1.23.2011

You're welcome just as long as you will stay.


During a recent trip to an antique store, I purchased a Nature Magazine from 1956 and have thoroughly enjoyed reading through it. It has a lot of great pictures and illustrations, interesting commentary on how humans interact compassionately with nature, and many articles that seem to engage nature with an eye for faith - way cool, right?
There is also a lot of nature-related poetry scattered throughout, and there was one poem I really loved.
Enjoy:

Purple Heart Award

A bit of ham-fat in a shiny pan
(That once contained a little frozen pie)
Attracted one small warbler, come to scan
Our shrubbery for insects. Quick and shy,
He landed on the window feeding-tray
Then sat as weightlessly as a cotton fluff
Upon the pan's edge, where he pecked away
Until the jealous linnets drove him off.
"Coward!" I whispered as he fluttered down
And later wished the epithet unspoken:
He came again, alone. One foot hung down
And then I saw his tiny leg was broken.

Little wounded soldier, hear me say
"Your welcome just as long as you will stay."


- Ruth Seymour Vesely

1.06.2011

Loneliness


Ran across this today, and it stirred some helpful thought and processing...
An excerpt from Henry Nouwen's The Wounded Healer:

But the more I think about loneliness, the more I think that the wound of loneliness is like the Grand Canyon - a deep incision in the surface of our existence which has become an inexhaustible source of beauty and self-understanding.
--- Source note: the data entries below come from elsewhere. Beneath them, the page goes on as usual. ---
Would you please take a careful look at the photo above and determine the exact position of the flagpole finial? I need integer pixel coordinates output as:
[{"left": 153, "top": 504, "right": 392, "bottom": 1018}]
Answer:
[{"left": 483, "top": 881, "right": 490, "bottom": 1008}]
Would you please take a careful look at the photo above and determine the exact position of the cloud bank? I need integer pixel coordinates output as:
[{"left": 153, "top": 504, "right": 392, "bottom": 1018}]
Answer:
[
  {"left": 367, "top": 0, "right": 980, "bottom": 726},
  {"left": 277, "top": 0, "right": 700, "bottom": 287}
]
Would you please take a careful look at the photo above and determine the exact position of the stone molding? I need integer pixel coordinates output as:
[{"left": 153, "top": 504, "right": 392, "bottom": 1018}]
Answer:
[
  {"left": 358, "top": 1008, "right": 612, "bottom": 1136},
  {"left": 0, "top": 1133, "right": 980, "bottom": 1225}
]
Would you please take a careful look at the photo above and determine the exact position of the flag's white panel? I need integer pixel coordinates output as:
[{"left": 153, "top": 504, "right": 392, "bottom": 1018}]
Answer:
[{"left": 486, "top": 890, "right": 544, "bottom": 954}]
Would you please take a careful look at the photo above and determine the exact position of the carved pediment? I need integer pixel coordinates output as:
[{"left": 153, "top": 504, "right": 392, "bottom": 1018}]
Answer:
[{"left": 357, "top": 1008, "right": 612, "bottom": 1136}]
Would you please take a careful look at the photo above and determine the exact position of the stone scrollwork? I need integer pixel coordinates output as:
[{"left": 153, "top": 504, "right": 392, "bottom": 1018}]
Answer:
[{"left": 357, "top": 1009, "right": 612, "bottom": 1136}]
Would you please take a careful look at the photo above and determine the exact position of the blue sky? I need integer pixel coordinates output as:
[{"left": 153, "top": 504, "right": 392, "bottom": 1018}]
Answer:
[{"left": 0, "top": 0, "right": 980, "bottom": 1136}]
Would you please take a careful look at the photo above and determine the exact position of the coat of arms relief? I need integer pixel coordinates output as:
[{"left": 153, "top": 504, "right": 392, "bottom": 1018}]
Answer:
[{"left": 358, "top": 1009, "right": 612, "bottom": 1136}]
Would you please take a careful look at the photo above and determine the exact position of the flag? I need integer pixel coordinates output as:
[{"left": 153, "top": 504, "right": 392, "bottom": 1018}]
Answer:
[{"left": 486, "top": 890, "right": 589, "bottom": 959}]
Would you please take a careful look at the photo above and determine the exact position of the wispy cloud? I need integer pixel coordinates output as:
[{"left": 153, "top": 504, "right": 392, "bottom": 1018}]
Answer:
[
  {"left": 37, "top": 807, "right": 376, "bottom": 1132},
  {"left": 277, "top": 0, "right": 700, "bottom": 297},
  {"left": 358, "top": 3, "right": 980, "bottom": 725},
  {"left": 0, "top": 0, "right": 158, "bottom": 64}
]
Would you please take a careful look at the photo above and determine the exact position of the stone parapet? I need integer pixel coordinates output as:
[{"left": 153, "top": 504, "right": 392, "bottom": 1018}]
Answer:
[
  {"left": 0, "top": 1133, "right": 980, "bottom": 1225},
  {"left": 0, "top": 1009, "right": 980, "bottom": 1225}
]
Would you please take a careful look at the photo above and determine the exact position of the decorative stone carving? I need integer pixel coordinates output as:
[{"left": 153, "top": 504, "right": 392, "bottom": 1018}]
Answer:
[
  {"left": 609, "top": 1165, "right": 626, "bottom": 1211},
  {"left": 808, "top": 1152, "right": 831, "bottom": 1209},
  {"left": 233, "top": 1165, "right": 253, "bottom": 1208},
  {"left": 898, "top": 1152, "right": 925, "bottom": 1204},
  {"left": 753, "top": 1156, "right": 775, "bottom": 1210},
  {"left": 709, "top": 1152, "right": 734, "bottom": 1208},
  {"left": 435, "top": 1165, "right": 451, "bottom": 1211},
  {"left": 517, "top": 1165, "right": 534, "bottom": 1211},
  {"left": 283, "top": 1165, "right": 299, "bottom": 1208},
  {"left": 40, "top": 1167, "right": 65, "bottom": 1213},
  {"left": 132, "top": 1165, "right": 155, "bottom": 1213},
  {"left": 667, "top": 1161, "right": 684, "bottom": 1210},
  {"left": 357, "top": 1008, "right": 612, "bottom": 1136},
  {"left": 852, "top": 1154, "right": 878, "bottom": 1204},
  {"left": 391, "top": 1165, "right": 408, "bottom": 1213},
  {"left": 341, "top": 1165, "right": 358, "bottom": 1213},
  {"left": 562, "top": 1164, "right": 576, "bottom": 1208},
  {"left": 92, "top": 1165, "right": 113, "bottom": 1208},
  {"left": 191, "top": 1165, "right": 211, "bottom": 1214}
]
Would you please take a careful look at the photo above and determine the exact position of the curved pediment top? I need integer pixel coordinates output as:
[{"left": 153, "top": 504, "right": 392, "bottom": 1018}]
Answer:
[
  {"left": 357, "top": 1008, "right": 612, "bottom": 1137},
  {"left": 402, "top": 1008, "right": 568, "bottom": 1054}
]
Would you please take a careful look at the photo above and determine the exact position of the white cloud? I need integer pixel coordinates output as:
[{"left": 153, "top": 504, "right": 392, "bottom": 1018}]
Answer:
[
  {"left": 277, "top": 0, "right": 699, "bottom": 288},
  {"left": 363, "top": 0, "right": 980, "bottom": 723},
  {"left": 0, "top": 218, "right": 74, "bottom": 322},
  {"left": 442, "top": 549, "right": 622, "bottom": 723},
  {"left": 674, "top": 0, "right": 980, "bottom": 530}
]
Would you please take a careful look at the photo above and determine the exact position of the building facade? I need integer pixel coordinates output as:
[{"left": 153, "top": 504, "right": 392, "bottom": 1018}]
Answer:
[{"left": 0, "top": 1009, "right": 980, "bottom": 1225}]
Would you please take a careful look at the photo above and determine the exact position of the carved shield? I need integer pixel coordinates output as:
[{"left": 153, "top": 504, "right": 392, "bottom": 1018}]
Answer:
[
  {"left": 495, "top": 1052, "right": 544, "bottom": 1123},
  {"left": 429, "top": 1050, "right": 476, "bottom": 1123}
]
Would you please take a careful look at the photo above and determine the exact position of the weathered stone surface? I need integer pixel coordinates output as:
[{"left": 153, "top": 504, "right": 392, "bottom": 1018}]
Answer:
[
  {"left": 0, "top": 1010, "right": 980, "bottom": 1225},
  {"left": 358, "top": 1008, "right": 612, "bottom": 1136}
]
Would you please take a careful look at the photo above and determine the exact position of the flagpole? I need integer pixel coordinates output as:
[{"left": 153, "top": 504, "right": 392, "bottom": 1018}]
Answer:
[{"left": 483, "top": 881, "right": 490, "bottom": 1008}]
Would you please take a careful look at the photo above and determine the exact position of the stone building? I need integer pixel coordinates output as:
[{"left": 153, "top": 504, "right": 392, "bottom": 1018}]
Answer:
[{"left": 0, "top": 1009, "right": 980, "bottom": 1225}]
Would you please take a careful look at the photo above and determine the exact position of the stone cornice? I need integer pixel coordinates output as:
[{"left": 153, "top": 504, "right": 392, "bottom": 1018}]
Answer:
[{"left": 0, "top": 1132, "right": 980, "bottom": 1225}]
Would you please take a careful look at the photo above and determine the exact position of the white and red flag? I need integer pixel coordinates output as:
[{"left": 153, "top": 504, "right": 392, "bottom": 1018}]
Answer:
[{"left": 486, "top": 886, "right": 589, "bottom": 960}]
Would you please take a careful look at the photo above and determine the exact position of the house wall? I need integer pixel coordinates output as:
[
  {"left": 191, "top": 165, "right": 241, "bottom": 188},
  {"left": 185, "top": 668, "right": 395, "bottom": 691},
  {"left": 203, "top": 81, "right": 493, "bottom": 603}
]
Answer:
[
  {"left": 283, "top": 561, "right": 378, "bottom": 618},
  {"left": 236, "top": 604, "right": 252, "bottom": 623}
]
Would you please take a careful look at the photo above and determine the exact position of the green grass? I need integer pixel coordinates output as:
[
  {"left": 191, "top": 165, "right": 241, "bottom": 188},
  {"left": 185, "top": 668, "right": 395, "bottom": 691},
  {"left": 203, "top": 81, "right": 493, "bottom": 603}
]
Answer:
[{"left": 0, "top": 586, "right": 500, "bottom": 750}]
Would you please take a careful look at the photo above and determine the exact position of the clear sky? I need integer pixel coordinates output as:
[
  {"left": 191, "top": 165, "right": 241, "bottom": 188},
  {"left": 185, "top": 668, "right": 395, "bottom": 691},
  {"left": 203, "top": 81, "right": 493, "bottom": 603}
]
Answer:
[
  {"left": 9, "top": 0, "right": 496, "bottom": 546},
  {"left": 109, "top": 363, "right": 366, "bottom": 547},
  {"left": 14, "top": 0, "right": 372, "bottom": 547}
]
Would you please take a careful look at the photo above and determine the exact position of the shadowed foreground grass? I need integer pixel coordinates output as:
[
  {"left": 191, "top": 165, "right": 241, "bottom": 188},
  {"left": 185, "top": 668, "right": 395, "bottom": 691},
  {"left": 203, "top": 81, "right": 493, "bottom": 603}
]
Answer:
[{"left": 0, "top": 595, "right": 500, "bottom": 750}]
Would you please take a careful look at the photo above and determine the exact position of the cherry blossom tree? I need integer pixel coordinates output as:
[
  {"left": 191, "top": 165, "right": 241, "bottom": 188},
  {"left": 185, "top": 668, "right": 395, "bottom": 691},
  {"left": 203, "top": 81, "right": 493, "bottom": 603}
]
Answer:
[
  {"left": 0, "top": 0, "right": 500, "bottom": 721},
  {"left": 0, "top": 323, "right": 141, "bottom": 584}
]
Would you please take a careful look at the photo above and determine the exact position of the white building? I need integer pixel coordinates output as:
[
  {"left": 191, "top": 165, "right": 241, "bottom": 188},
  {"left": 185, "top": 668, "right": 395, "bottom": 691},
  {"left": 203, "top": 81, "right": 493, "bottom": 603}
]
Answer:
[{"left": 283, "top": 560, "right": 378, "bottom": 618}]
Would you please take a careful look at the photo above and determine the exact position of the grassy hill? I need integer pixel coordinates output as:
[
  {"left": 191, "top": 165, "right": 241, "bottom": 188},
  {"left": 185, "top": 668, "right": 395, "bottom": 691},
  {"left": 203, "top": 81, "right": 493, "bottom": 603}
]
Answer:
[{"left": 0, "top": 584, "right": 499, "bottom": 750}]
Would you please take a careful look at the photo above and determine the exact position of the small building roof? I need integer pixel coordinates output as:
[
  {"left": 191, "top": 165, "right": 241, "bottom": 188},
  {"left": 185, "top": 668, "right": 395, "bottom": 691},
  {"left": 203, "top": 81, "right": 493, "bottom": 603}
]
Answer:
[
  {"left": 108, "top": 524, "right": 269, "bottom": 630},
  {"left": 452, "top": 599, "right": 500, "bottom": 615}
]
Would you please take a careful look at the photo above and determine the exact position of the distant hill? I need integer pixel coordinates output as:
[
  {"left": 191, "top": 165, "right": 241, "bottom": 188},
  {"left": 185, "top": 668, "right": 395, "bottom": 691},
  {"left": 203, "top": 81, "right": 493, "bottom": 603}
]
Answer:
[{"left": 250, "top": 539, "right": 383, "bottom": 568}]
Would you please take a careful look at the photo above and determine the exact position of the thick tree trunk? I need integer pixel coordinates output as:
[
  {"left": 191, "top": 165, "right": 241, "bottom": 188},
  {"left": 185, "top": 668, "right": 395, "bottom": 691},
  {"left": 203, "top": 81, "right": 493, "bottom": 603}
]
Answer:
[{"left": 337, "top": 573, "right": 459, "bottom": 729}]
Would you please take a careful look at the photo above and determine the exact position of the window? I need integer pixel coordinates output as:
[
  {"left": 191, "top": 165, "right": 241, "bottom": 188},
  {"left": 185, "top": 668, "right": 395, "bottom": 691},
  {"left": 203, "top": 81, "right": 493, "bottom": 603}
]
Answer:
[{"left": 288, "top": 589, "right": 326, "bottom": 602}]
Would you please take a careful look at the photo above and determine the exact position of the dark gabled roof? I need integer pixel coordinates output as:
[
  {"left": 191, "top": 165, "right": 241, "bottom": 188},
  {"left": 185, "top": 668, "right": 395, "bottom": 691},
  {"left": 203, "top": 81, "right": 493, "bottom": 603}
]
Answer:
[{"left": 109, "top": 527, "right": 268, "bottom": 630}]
Therefore I would like to voice loudly and clearly what might seem unpopular and maybe even disturbing: The Christian way of life does not take away our loneliness; it protects and cherishes it as a precious gift. Sometimes it seems as if we do everything possible to avoid the painful confrontation with our basic human loneliness and allow ourselves to be trapped by false gods promising immediate satisfaction and quick relief. But perhaps the painful awareness of loneliness is an invitation to transcend our limitations and look beyond the boundaries of our existence. The awareness of loneliness might be a gift we must protect and guard, because our loneliness reveals to us an inner emptiness that can be destructive when misunderstood, but filled with promise for the one who can tolerate its sweet pain.